Winthrop produced the promised bottle and allowed it to be snatched from his grasp. Without asking if he might, he sat next to Angus on the bed. “You feel better for telling me your story, don’t you?”
Angus opened the bottle and took a bracing swig before answering. “Nobody would listen to me. No sooner had my work colleagues heard about my misfortune than a rumour went around that I’d been involved in domestic violence. At the YMCA they asked me not to come back. Said they didn’t want my type.
“My boss sacked me for the most spurious of reasons. Then the Jobcentre told me I’d engineered my own dismissal and turned me down for benefit.
“Even at church, I was treated as a pariah. There was me in one set of pews and everybody else in the other. Father Knowles, who’s known me since I was a boy, refused to take my confession unless I owned up to being a wife-beater.
“I bet if I phoned the Samaritans they’d advise me to kill myself.”
Mason Winthrop chuckled.
“What’s so funny?” Angus snapped at him.
“Your little joke about the Samaritans. It’s most amusing.”
Angus thought about it. And then he smiled. “I suppose it is.”
For the first time in a long while, Angus could see a break in the dark clouds hanging over his life. It was no more than a chink but it was enough to allow through a thin, watery ray of hope. He’d promised himself he wouldn’t go the way of Felix Bunbury; now was his last chance to make sure he didn’t.
“You know,” he said, “I’ve thought long and hard about why Hilary discarded me. At first, it made no sense. I was a good husband and father. There was always food on the table. My kids were the first on the street to get the latest Playstation. I never even came close to committing adultery.
“I was everything any woman could reasonably hope for.”
“Except I was dull. Dependable, loving, faithful – but dull. Dull, dull, deeply and desperately dull.”
“Now we’re making progress,” said Mason Walters. “Admitting a problem is the first step towards curing it. Drink your whisky, Mr Highsmith. and get some sleep. On the morrow we’ll see about unfreezing your assets and getting you a new job.

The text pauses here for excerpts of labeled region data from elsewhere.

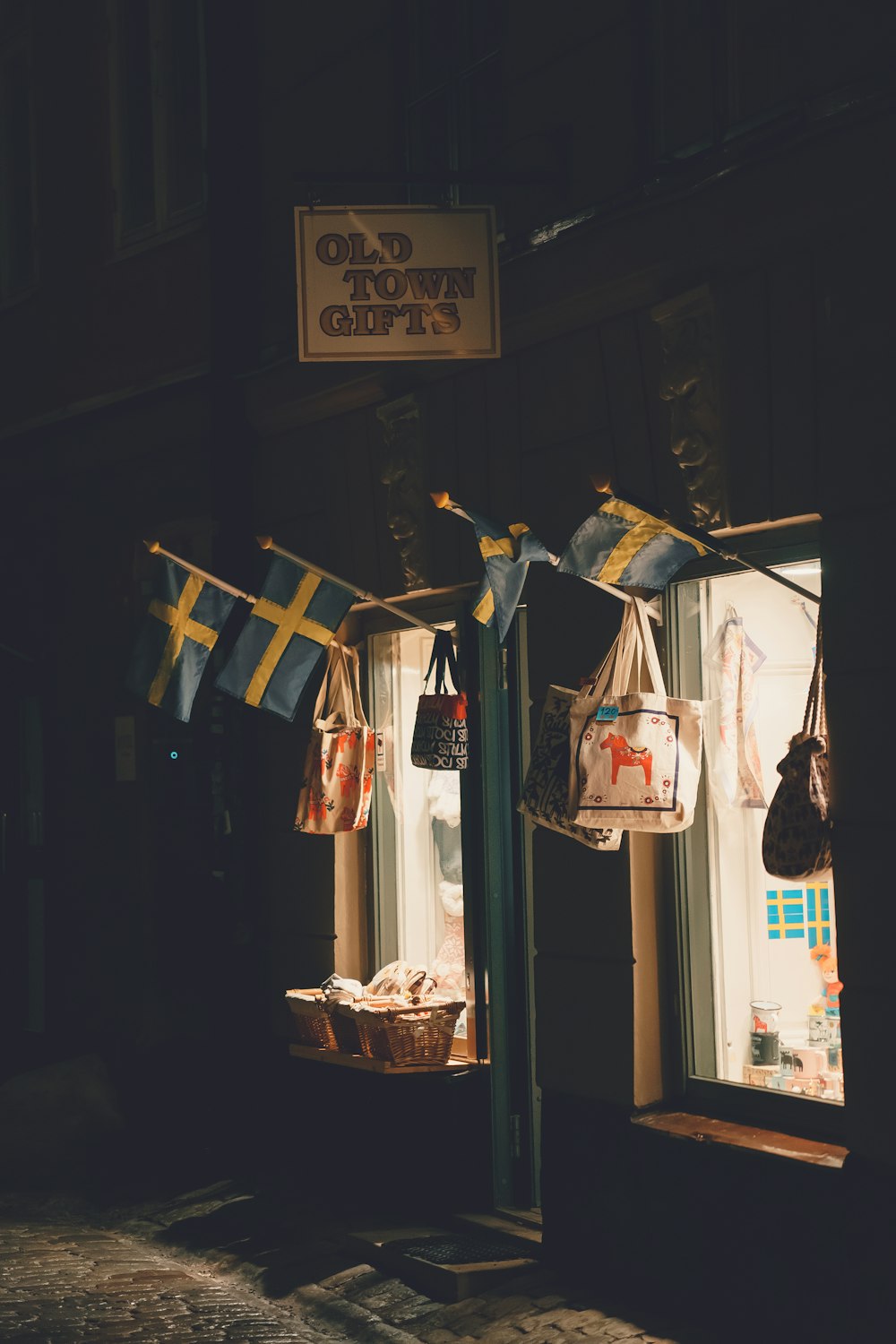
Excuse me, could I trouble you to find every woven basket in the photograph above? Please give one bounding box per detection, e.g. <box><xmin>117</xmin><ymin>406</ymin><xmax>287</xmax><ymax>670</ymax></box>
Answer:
<box><xmin>286</xmin><ymin>989</ymin><xmax>341</xmax><ymax>1050</ymax></box>
<box><xmin>337</xmin><ymin>1003</ymin><xmax>465</xmax><ymax>1064</ymax></box>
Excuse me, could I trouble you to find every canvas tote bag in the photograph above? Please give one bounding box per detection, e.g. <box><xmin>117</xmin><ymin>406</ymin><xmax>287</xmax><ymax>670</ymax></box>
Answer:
<box><xmin>294</xmin><ymin>642</ymin><xmax>374</xmax><ymax>836</ymax></box>
<box><xmin>762</xmin><ymin>612</ymin><xmax>831</xmax><ymax>882</ymax></box>
<box><xmin>568</xmin><ymin>597</ymin><xmax>702</xmax><ymax>832</ymax></box>
<box><xmin>517</xmin><ymin>685</ymin><xmax>622</xmax><ymax>851</ymax></box>
<box><xmin>411</xmin><ymin>631</ymin><xmax>468</xmax><ymax>771</ymax></box>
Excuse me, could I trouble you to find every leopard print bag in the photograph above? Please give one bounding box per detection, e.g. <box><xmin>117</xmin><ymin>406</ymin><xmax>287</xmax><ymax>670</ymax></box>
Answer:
<box><xmin>762</xmin><ymin>613</ymin><xmax>831</xmax><ymax>882</ymax></box>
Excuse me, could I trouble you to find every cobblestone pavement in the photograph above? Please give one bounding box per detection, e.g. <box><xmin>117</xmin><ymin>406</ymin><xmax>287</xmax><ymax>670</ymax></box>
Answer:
<box><xmin>0</xmin><ymin>1182</ymin><xmax>714</xmax><ymax>1344</ymax></box>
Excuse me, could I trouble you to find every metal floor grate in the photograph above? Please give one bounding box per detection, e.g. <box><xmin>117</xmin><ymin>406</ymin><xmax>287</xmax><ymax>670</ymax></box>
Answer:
<box><xmin>387</xmin><ymin>1233</ymin><xmax>528</xmax><ymax>1265</ymax></box>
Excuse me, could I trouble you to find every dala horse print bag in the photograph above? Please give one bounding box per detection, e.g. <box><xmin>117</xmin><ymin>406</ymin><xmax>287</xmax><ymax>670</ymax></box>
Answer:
<box><xmin>294</xmin><ymin>642</ymin><xmax>374</xmax><ymax>836</ymax></box>
<box><xmin>568</xmin><ymin>597</ymin><xmax>702</xmax><ymax>832</ymax></box>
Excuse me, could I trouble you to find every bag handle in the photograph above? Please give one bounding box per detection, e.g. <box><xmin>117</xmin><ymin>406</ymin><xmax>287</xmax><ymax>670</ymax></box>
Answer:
<box><xmin>423</xmin><ymin>631</ymin><xmax>461</xmax><ymax>695</ymax></box>
<box><xmin>581</xmin><ymin>596</ymin><xmax>667</xmax><ymax>702</ymax></box>
<box><xmin>802</xmin><ymin>607</ymin><xmax>828</xmax><ymax>739</ymax></box>
<box><xmin>314</xmin><ymin>642</ymin><xmax>366</xmax><ymax>733</ymax></box>
<box><xmin>345</xmin><ymin>645</ymin><xmax>369</xmax><ymax>728</ymax></box>
<box><xmin>632</xmin><ymin>596</ymin><xmax>667</xmax><ymax>699</ymax></box>
<box><xmin>312</xmin><ymin>640</ymin><xmax>339</xmax><ymax>725</ymax></box>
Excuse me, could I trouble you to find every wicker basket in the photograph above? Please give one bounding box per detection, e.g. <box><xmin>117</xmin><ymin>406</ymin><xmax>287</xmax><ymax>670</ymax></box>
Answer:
<box><xmin>286</xmin><ymin>989</ymin><xmax>341</xmax><ymax>1050</ymax></box>
<box><xmin>336</xmin><ymin>1002</ymin><xmax>465</xmax><ymax>1064</ymax></box>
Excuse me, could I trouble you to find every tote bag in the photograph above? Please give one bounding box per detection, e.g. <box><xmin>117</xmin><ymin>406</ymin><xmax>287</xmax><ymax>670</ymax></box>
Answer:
<box><xmin>517</xmin><ymin>685</ymin><xmax>622</xmax><ymax>851</ymax></box>
<box><xmin>411</xmin><ymin>631</ymin><xmax>468</xmax><ymax>771</ymax></box>
<box><xmin>294</xmin><ymin>644</ymin><xmax>374</xmax><ymax>836</ymax></box>
<box><xmin>568</xmin><ymin>597</ymin><xmax>702</xmax><ymax>832</ymax></box>
<box><xmin>762</xmin><ymin>613</ymin><xmax>831</xmax><ymax>882</ymax></box>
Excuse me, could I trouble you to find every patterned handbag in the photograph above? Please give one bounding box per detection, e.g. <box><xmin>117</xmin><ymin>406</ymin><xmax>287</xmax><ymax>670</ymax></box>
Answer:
<box><xmin>517</xmin><ymin>685</ymin><xmax>622</xmax><ymax>851</ymax></box>
<box><xmin>411</xmin><ymin>631</ymin><xmax>468</xmax><ymax>771</ymax></box>
<box><xmin>762</xmin><ymin>610</ymin><xmax>831</xmax><ymax>882</ymax></box>
<box><xmin>568</xmin><ymin>596</ymin><xmax>702</xmax><ymax>832</ymax></box>
<box><xmin>294</xmin><ymin>642</ymin><xmax>375</xmax><ymax>836</ymax></box>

So long as you do as I tell you, you’ll be back on your feet in no time.”
“Can I ask a question?” said Angus.
“Of course you can.”
“Do you know anything about Elixir?”
Mason Walters smiled enigmatically. “I can’t say that I do, Mr Highsmith. I can’t say that I do.”
Jeremy Ashworth felt good. After a deep and refreshing sleep, he’d woken to find sunshine pouring through his window like liquid gold.

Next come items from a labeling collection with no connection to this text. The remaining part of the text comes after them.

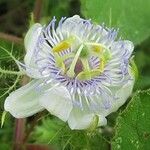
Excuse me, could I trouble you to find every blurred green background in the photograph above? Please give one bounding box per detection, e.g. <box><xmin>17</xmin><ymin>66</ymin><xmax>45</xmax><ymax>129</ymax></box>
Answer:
<box><xmin>0</xmin><ymin>0</ymin><xmax>150</xmax><ymax>150</ymax></box>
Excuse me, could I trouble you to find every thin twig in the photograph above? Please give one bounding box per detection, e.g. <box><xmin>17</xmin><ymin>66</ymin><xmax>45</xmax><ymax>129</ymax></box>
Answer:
<box><xmin>33</xmin><ymin>0</ymin><xmax>42</xmax><ymax>22</ymax></box>
<box><xmin>14</xmin><ymin>0</ymin><xmax>42</xmax><ymax>150</ymax></box>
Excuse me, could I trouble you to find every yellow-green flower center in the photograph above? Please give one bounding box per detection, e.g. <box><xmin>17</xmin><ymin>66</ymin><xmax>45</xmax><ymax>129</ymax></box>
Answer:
<box><xmin>53</xmin><ymin>36</ymin><xmax>111</xmax><ymax>80</ymax></box>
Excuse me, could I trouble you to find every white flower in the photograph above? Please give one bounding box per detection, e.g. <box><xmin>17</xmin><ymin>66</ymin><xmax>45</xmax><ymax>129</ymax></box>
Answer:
<box><xmin>4</xmin><ymin>15</ymin><xmax>134</xmax><ymax>129</ymax></box>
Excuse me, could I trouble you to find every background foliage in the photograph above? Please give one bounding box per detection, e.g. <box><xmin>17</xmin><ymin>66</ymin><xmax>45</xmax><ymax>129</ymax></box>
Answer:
<box><xmin>0</xmin><ymin>0</ymin><xmax>150</xmax><ymax>150</ymax></box>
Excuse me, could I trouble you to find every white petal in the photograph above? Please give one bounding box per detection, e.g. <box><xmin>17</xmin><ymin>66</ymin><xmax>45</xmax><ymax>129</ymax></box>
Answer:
<box><xmin>123</xmin><ymin>40</ymin><xmax>134</xmax><ymax>53</ymax></box>
<box><xmin>68</xmin><ymin>107</ymin><xmax>95</xmax><ymax>130</ymax></box>
<box><xmin>68</xmin><ymin>107</ymin><xmax>107</xmax><ymax>130</ymax></box>
<box><xmin>4</xmin><ymin>80</ymin><xmax>43</xmax><ymax>118</ymax></box>
<box><xmin>109</xmin><ymin>76</ymin><xmax>134</xmax><ymax>113</ymax></box>
<box><xmin>40</xmin><ymin>86</ymin><xmax>72</xmax><ymax>121</ymax></box>
<box><xmin>24</xmin><ymin>23</ymin><xmax>42</xmax><ymax>65</ymax></box>
<box><xmin>23</xmin><ymin>23</ymin><xmax>42</xmax><ymax>79</ymax></box>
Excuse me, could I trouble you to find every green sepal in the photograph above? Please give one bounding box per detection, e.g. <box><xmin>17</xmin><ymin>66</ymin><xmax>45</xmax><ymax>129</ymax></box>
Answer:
<box><xmin>130</xmin><ymin>57</ymin><xmax>139</xmax><ymax>80</ymax></box>
<box><xmin>1</xmin><ymin>111</ymin><xmax>7</xmax><ymax>128</ymax></box>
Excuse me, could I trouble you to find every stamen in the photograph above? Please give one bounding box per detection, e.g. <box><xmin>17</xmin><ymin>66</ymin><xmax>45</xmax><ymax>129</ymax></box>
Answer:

He slipped out of bed and noticed with satisfaction how crisp the bed linen was, how fragrant the room smelt and how neatly his clothes were laid out.
Perfection, he thought. Absolute perfection.

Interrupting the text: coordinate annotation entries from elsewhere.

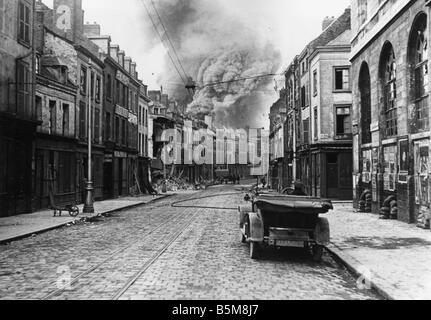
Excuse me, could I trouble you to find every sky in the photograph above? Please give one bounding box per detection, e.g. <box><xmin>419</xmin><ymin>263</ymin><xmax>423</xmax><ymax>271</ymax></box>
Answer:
<box><xmin>43</xmin><ymin>0</ymin><xmax>350</xmax><ymax>129</ymax></box>
<box><xmin>43</xmin><ymin>0</ymin><xmax>350</xmax><ymax>88</ymax></box>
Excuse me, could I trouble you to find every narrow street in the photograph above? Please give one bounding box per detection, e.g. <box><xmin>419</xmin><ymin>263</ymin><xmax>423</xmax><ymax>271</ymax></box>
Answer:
<box><xmin>0</xmin><ymin>186</ymin><xmax>379</xmax><ymax>300</ymax></box>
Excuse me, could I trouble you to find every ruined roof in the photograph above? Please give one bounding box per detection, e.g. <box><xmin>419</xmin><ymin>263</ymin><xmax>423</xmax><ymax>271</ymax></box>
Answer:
<box><xmin>307</xmin><ymin>8</ymin><xmax>351</xmax><ymax>52</ymax></box>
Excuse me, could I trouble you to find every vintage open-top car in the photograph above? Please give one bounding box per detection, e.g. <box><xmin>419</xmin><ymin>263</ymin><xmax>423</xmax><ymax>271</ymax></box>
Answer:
<box><xmin>239</xmin><ymin>193</ymin><xmax>333</xmax><ymax>261</ymax></box>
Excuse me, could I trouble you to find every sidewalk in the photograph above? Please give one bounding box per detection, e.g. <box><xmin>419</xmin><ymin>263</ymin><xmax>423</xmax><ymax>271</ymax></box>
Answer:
<box><xmin>0</xmin><ymin>193</ymin><xmax>174</xmax><ymax>244</ymax></box>
<box><xmin>327</xmin><ymin>203</ymin><xmax>431</xmax><ymax>300</ymax></box>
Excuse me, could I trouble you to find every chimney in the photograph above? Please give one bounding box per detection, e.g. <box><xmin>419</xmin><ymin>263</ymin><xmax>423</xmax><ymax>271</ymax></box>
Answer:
<box><xmin>124</xmin><ymin>57</ymin><xmax>132</xmax><ymax>74</ymax></box>
<box><xmin>130</xmin><ymin>61</ymin><xmax>137</xmax><ymax>79</ymax></box>
<box><xmin>53</xmin><ymin>0</ymin><xmax>84</xmax><ymax>42</ymax></box>
<box><xmin>109</xmin><ymin>44</ymin><xmax>120</xmax><ymax>62</ymax></box>
<box><xmin>322</xmin><ymin>17</ymin><xmax>335</xmax><ymax>31</ymax></box>
<box><xmin>84</xmin><ymin>22</ymin><xmax>100</xmax><ymax>38</ymax></box>
<box><xmin>118</xmin><ymin>50</ymin><xmax>126</xmax><ymax>68</ymax></box>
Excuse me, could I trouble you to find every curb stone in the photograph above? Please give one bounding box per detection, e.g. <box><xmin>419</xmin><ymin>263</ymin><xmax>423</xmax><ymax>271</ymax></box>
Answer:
<box><xmin>326</xmin><ymin>243</ymin><xmax>398</xmax><ymax>300</ymax></box>
<box><xmin>0</xmin><ymin>194</ymin><xmax>176</xmax><ymax>245</ymax></box>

The smell of frying bacon and fresh coffee stimulated his senses. It was unusual for Mildred, his beloved wife, to be up so early. She must have decided to surprise him with a cooked breakfast before he dropped the kids off at school.
Donning dressing gown and slippers, he all but skipped down the stairs and into the kitchen.
Tarquin and Mathilda, his adorable children, were tucking into a hearty breakfast. Mildred – God bless her – threw a couple of rashers into the frying pain as she hummed a merry tune.
“Good morning!” chirruped Jeremy.
Mildred was startled. “You made me jump!” she complained, placing a hand over her heart. “If you want breakfast, you can make your own. I don’t have time to fetch and carry after you today.”
Jeremy noted a place setting at the top of the table where he usually sat. The plate there was filled with sausages, baked beans and a fried egg.
He was about to ask who the third breakfast was for when a stranger in a business suit walked in.
“Hello,” said the stranger, sitting at the head of the table and picking up a knife and fork. “You must be Jeremy. My name’s Angus. I’ll be staying a while.”